交友関係が子ども達のストレスになる
子どもの交友関係にも、また、様々な問題が発生しています。
心配なものの一つに、子ども同士の関わりの薄さがあります。
人と関わることのおっくうさを訴える子ども達が多くなってきています。
「自分一人でいるときが一番楽だ」、「友達と遊ぶと相手に気を使い疲れてしまう」
という子どもが多くなっています。
ある小学五年の女の子が言っていました。
彼女のクラスの女の子は毎日違った洋服を着てくるそうです。
彼女も気をつけて前の日と同じ洋服は着ないようにして登校していました。
ある日、お母さんの具合が悪く、弟の世話をしていて学校に遅刻しそうになりました。
あわてて前の日のセーターを着て、急いで登校しました。
幸い遅刻はせずにすみました。
ほっとしていると、早速クラスでもリーダー格の女の子がやってきました。
ちょっとした雑談の後、
「もしかして、このセーター昨日着てきたのと同じものじゃない?」
と聞いてきました。彼女は真っ赤になりながらも
「違うよ。似ているけど、これ別だよ」
とかろうじてその場をごまかしました。
でも相手の女の子は
「よく似てるわねー。色や柄がそっくりだわよ。
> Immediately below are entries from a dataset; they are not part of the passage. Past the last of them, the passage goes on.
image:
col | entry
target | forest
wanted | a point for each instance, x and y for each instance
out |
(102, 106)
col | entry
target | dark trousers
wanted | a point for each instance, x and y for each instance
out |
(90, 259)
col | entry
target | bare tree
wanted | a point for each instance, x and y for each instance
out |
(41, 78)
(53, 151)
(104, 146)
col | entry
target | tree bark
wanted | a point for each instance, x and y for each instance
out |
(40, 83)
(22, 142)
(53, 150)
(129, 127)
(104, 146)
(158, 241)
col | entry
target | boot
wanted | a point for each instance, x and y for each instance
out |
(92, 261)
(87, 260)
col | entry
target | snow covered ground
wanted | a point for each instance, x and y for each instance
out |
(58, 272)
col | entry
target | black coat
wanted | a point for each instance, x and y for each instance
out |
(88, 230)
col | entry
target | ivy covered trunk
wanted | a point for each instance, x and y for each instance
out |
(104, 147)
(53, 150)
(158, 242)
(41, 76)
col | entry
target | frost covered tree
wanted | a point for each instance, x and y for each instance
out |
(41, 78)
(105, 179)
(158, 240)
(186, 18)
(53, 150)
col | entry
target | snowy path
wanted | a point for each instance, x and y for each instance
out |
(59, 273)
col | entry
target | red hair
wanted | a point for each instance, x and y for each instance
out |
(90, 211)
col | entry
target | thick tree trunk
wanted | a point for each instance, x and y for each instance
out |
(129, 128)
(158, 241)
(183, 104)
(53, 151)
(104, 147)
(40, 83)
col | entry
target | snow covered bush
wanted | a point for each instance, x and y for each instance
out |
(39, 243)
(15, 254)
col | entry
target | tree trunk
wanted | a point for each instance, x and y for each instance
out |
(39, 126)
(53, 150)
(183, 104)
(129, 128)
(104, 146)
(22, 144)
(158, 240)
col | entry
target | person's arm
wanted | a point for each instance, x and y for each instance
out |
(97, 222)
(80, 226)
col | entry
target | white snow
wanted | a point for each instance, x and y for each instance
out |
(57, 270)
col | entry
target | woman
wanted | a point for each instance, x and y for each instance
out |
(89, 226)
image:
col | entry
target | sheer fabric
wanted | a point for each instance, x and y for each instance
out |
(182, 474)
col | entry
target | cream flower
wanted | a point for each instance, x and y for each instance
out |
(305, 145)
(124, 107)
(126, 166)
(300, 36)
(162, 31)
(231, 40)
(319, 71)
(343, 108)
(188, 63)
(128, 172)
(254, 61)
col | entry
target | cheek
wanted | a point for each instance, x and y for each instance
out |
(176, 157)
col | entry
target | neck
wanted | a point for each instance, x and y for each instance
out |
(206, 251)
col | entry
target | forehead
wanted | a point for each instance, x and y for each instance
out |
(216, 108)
こういうのがあなた好きなの」
と聞いてきます。
彼女はとても恥ずかしい思いをしました。
それからしばらくして、彼女の不登校が始まりました。
彼女のように最近の子ども達は過剰に自分を相手に合わせてしまう傾向があります。
たぶん彼女も
「今朝お母さんの具合が悪くて遅刻しそうになったので、同じ洋服を着てきたの」
と話してもそれでどうのということはなかったと思います。
しかしクラスの雰囲気が許してくれない感じにさせるのです。
この心理の裏には相手に嫌われることを恐れている子どもの心があるのです。
同じ仲間と言っても決して心を許せる相手ではなく、自分が嫌われないために、相手の調子に合わせた仲間関係がかろうじて成立しているのです。
本当に理解し合った仲間ではなく、表面的な仲間でしかないのです。
子ども達は当然のことながら仲間はずれにされることを一番恐れています。
どこかの仲間集団に所属することを第一義的に考えるのです。
子ども達のストレスは予想以上に仲間から起こってくるのです。